First published on 2 Dec 2011. Updated on 7 Dec 2011.
The lowdown: Wipe that furrow and un-purse those lips – the word’s pronounced ‘skew’, after the skewers used for rotisserie cooking. And this new riverside eatery from chef-honcho Emmanuel Stroobant – whose impressive roll call of Euro-slanted eateries includes St Pierre, Picotin, The French Kitchen, Brussels Sprouts and Rocks Urban Bar + Grill – purveys exactly that. Spit-roasted chicken, beef, lamb and pork are all on the menu, as well as an elephantine list of nearly 200 international bottled beers (although not all were available during our visit) and ten draught equivalents.
Set into The Central shopping mall’s terrace facing the river, this half outdoor quick-food establishment is part Denny’s, part Harry’s, but looks like neither: the glass-enclosed, air-conditioned sections are decorated with light-coloured wooden furniture, lit up by yellow bulbs hanging in forest-green lampshades, while the rest of the space – which seats 256, yet feels smaller – spreads into the balmy outdoors.
This fan-ventilated alternative has a mixture of tall and dining-height chairs, which all offer a direct eyeline to the flatscreen TVs hanging on pillars and tuned in to sports channels. Order at the counter, or at the table via tickbox menus; the typesize is minuscule, so those lacking 20/20 vision should bring along reading specs.
What we ate: Forgo the rotisserie and stick to the main-worthy appetiser: the devilish-looking chilli dog ‘sandwich’ ($12). The original-style bun is toasted on the outside, leaving a crisp shell and a soft pillow for the smoked and spicy chicken sausage to be placed.
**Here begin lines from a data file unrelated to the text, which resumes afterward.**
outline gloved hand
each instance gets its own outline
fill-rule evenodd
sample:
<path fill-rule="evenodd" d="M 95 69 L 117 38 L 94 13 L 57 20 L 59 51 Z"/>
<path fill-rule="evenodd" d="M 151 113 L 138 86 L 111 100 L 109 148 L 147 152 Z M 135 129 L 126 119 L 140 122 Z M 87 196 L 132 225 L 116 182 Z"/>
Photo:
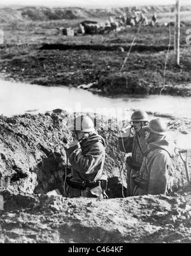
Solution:
<path fill-rule="evenodd" d="M 66 149 L 69 149 L 71 147 L 77 147 L 78 148 L 80 147 L 80 142 L 78 142 L 78 140 L 75 140 L 72 141 L 69 145 L 67 145 L 65 147 L 65 148 Z"/>
<path fill-rule="evenodd" d="M 131 126 L 129 126 L 125 128 L 122 130 L 122 132 L 119 132 L 118 133 L 118 137 L 120 138 L 127 138 L 130 135 Z"/>

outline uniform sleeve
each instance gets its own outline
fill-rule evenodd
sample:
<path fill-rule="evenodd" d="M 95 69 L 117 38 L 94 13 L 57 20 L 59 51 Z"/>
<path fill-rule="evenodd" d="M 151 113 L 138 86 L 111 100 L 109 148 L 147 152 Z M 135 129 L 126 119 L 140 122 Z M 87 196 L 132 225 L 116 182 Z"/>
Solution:
<path fill-rule="evenodd" d="M 104 147 L 96 143 L 89 151 L 83 155 L 81 148 L 71 148 L 66 153 L 73 168 L 81 173 L 90 174 L 104 156 Z"/>
<path fill-rule="evenodd" d="M 169 168 L 169 156 L 159 154 L 154 159 L 150 174 L 148 194 L 160 195 L 166 192 Z"/>
<path fill-rule="evenodd" d="M 118 146 L 121 151 L 128 153 L 132 151 L 133 137 L 118 137 Z"/>

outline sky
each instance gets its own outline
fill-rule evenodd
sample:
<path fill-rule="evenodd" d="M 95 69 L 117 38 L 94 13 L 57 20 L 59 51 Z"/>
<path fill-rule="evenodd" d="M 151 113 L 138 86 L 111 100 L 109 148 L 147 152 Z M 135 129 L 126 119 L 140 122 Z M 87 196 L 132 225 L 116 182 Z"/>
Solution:
<path fill-rule="evenodd" d="M 1 5 L 41 5 L 46 6 L 115 7 L 141 4 L 173 4 L 176 0 L 1 0 Z M 190 4 L 191 0 L 180 0 Z"/>

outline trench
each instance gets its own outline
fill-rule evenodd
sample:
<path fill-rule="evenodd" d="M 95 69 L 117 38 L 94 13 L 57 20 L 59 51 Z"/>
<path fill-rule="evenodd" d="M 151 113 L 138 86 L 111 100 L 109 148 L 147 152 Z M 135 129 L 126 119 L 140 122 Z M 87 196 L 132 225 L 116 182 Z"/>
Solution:
<path fill-rule="evenodd" d="M 39 49 L 39 50 L 104 50 L 104 51 L 116 51 L 119 50 L 120 48 L 123 48 L 125 51 L 129 51 L 131 45 L 68 45 L 61 43 L 45 43 Z M 131 49 L 131 52 L 157 52 L 167 50 L 168 46 L 166 45 L 146 45 L 135 44 Z M 169 47 L 170 50 L 174 50 L 174 47 Z"/>
<path fill-rule="evenodd" d="M 66 116 L 62 109 L 70 109 L 71 115 L 73 112 L 102 114 L 106 115 L 107 120 L 111 116 L 118 117 L 118 120 L 124 120 L 124 117 L 128 119 L 134 108 L 149 110 L 151 106 L 153 112 L 160 110 L 163 112 L 171 112 L 169 115 L 160 115 L 166 121 L 173 120 L 174 114 L 188 119 L 190 116 L 191 102 L 188 98 L 164 96 L 131 98 L 124 96 L 113 98 L 101 97 L 76 88 L 45 87 L 1 82 L 1 114 L 10 117 L 0 116 L 1 146 L 4 144 L 3 148 L 0 147 L 0 157 L 4 163 L 4 166 L 3 165 L 4 172 L 10 179 L 7 181 L 6 175 L 0 173 L 1 179 L 5 187 L 10 182 L 11 188 L 31 193 L 34 192 L 46 193 L 56 188 L 62 190 L 66 156 L 63 158 L 59 152 L 55 151 L 55 147 L 60 142 L 64 140 L 66 143 L 69 138 L 68 133 L 67 135 L 66 133 L 66 126 L 63 131 L 59 124 L 59 115 L 62 114 Z M 80 110 L 76 109 L 76 103 L 80 105 Z M 50 111 L 57 107 L 60 109 Z M 116 112 L 117 108 L 125 110 L 125 115 Z M 99 112 L 98 109 L 104 112 Z M 108 110 L 112 111 L 107 116 L 106 110 Z M 31 111 L 31 113 L 28 114 Z M 46 114 L 37 114 L 38 112 Z M 14 116 L 20 114 L 24 115 Z M 160 116 L 160 113 L 157 116 Z M 153 113 L 150 112 L 150 117 L 153 116 Z M 67 118 L 66 123 L 69 117 Z M 190 141 L 188 138 L 191 133 L 184 135 L 178 130 L 172 130 L 171 133 L 174 139 L 176 136 L 176 139 L 181 142 L 183 148 L 190 147 L 188 142 Z M 111 136 L 109 140 L 108 135 Z M 120 162 L 122 156 L 116 149 L 117 142 L 112 133 L 105 132 L 104 136 L 110 145 L 108 152 L 108 158 L 110 159 L 107 160 L 106 166 L 110 167 L 111 174 L 114 160 Z M 12 158 L 7 159 L 6 156 L 11 156 Z M 177 163 L 176 165 L 180 167 L 180 163 Z M 9 169 L 11 172 L 8 172 Z M 122 183 L 119 181 L 118 173 L 118 175 L 109 176 L 108 193 L 110 198 L 122 197 Z M 126 194 L 125 188 L 124 194 Z"/>

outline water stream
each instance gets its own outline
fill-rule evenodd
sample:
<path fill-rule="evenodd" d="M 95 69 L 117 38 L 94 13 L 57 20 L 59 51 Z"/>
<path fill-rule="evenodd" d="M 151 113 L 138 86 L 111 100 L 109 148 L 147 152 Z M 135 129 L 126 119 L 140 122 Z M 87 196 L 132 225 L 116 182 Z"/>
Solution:
<path fill-rule="evenodd" d="M 81 89 L 0 80 L 0 114 L 11 116 L 27 111 L 45 113 L 55 109 L 66 109 L 70 112 L 96 112 L 119 119 L 129 117 L 133 109 L 191 118 L 191 98 L 158 95 L 110 98 Z M 191 141 L 190 134 L 185 135 L 178 132 L 175 136 L 181 147 L 187 146 L 188 141 Z"/>

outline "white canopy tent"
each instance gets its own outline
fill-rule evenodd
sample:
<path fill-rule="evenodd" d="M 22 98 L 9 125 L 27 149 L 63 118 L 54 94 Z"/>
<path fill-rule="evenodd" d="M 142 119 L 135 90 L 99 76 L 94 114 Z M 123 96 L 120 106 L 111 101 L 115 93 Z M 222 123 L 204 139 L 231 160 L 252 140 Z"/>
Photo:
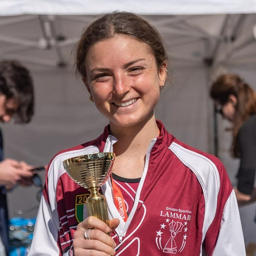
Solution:
<path fill-rule="evenodd" d="M 218 151 L 234 182 L 238 161 L 229 156 L 230 134 L 225 129 L 228 124 L 218 117 L 214 132 L 209 89 L 218 75 L 234 72 L 256 90 L 254 0 L 2 0 L 0 59 L 18 59 L 30 69 L 36 96 L 30 124 L 3 125 L 6 157 L 45 164 L 60 150 L 102 132 L 107 121 L 75 78 L 70 53 L 83 27 L 95 15 L 114 10 L 143 15 L 164 39 L 170 84 L 162 92 L 157 117 L 178 139 Z M 19 188 L 10 193 L 11 217 L 18 209 L 23 216 L 35 216 L 36 191 Z M 246 242 L 256 242 L 255 205 L 241 208 L 241 213 Z"/>

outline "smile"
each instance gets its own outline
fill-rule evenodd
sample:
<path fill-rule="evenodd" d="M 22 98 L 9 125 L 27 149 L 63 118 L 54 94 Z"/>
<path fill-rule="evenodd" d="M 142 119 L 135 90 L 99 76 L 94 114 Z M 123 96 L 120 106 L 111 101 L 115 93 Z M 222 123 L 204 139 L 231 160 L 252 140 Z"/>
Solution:
<path fill-rule="evenodd" d="M 114 102 L 113 104 L 117 106 L 118 107 L 127 107 L 135 103 L 137 100 L 138 98 L 136 99 L 133 99 L 132 100 L 126 101 L 126 102 Z"/>

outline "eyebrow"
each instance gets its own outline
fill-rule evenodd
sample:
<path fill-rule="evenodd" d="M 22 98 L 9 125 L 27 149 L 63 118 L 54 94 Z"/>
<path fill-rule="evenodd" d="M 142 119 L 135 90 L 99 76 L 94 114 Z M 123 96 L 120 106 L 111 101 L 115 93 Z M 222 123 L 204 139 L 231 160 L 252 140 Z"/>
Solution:
<path fill-rule="evenodd" d="M 128 63 L 126 63 L 126 64 L 125 64 L 124 65 L 124 68 L 127 68 L 128 67 L 129 67 L 129 66 L 130 66 L 139 62 L 139 61 L 140 61 L 141 60 L 146 60 L 146 59 L 144 59 L 144 58 L 141 58 L 141 59 L 138 59 L 137 60 L 133 60 L 132 61 L 130 61 L 130 62 L 128 62 Z M 105 72 L 105 71 L 108 71 L 109 70 L 109 68 L 93 68 L 93 69 L 91 69 L 91 70 L 90 70 L 90 72 L 91 73 L 91 72 L 93 72 L 93 71 L 95 71 Z"/>

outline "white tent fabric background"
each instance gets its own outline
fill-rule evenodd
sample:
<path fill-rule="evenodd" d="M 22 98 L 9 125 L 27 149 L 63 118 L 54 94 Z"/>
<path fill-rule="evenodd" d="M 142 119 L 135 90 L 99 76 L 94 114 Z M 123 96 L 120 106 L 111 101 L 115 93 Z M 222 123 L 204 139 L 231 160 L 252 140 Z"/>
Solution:
<path fill-rule="evenodd" d="M 2 0 L 0 59 L 17 59 L 31 70 L 36 109 L 24 126 L 3 125 L 5 156 L 48 163 L 58 151 L 93 139 L 107 121 L 98 113 L 79 77 L 71 49 L 95 15 L 119 10 L 143 15 L 163 35 L 170 57 L 169 83 L 156 109 L 178 139 L 214 153 L 209 88 L 223 72 L 235 72 L 256 90 L 256 1 Z M 229 154 L 229 124 L 218 117 L 219 157 L 235 182 L 239 162 Z M 44 173 L 41 176 L 44 177 Z M 10 215 L 35 217 L 38 188 L 9 193 Z M 256 242 L 255 205 L 240 209 L 246 243 Z"/>

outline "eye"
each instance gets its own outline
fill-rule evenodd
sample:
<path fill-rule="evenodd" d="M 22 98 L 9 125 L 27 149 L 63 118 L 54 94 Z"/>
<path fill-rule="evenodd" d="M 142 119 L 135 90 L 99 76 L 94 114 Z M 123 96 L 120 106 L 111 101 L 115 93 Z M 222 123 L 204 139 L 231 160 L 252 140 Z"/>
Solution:
<path fill-rule="evenodd" d="M 139 73 L 140 71 L 143 70 L 144 69 L 144 68 L 142 67 L 133 67 L 132 68 L 131 68 L 129 72 L 131 73 L 132 74 L 137 74 L 137 73 Z"/>
<path fill-rule="evenodd" d="M 100 82 L 101 81 L 104 81 L 105 79 L 107 79 L 110 76 L 110 75 L 107 73 L 98 74 L 97 75 L 95 75 L 94 76 L 93 79 L 92 80 Z"/>

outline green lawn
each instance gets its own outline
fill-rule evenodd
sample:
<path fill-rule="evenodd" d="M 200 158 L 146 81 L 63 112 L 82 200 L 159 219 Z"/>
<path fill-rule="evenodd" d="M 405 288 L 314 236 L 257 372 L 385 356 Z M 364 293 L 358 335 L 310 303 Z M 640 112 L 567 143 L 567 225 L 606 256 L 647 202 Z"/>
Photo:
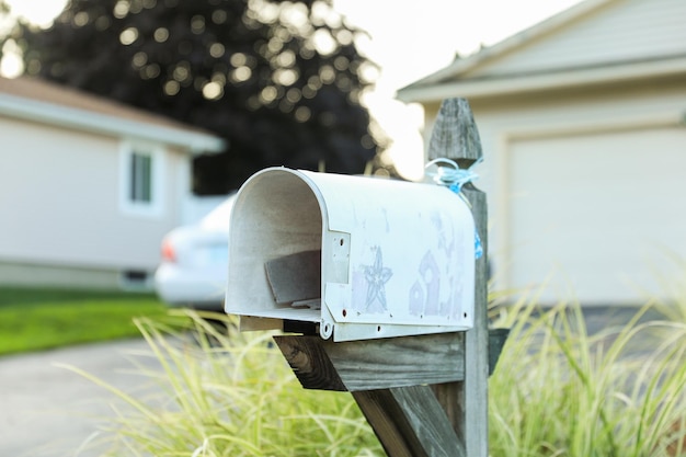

The meaty finish comes from the chilli con carne that’s ladled on top before being ribboned with bottle-squeezed mustard and mayonnaise. ‘Bring back A&W’ supporters can put their flags down.
The other menu options we sampled ranged from lacklustre to sorely disappointing: the chicken wings (and drumlets, $12), though succulent, were dunked in a non-spicy ‘spicy marinade’. And pervasive throughout – in our rotisserie chicken (half $24, whole $32) and baby-back pork ribs ($36) – were unexpectedly flaccid skins. It seemed like what might have once been crisp had been left under the heat lamp so long that the insides dried out onto the peel. Ditto the roast potatoes. We attempted to wash the texture down with the Mocha Porter beer (355ml, 5.3 per cent ABV, $12.50), which has the nose of grape-flavoured Fanta and a bitter aftertaste; the beer goggles that appear with the caramel-topped, kelp-tinted, ‘anti-ageing’ German Schwarzbier (500ml, 4.8 per cent ABV, $19) almost worked.
The verdict: The screens, dogs and beers make Sque a good spot for baseball fans (if said all- American sport can be found on the TV screens). Chug down the big portions of appetisers but avoid the mains, especially the rotisserie.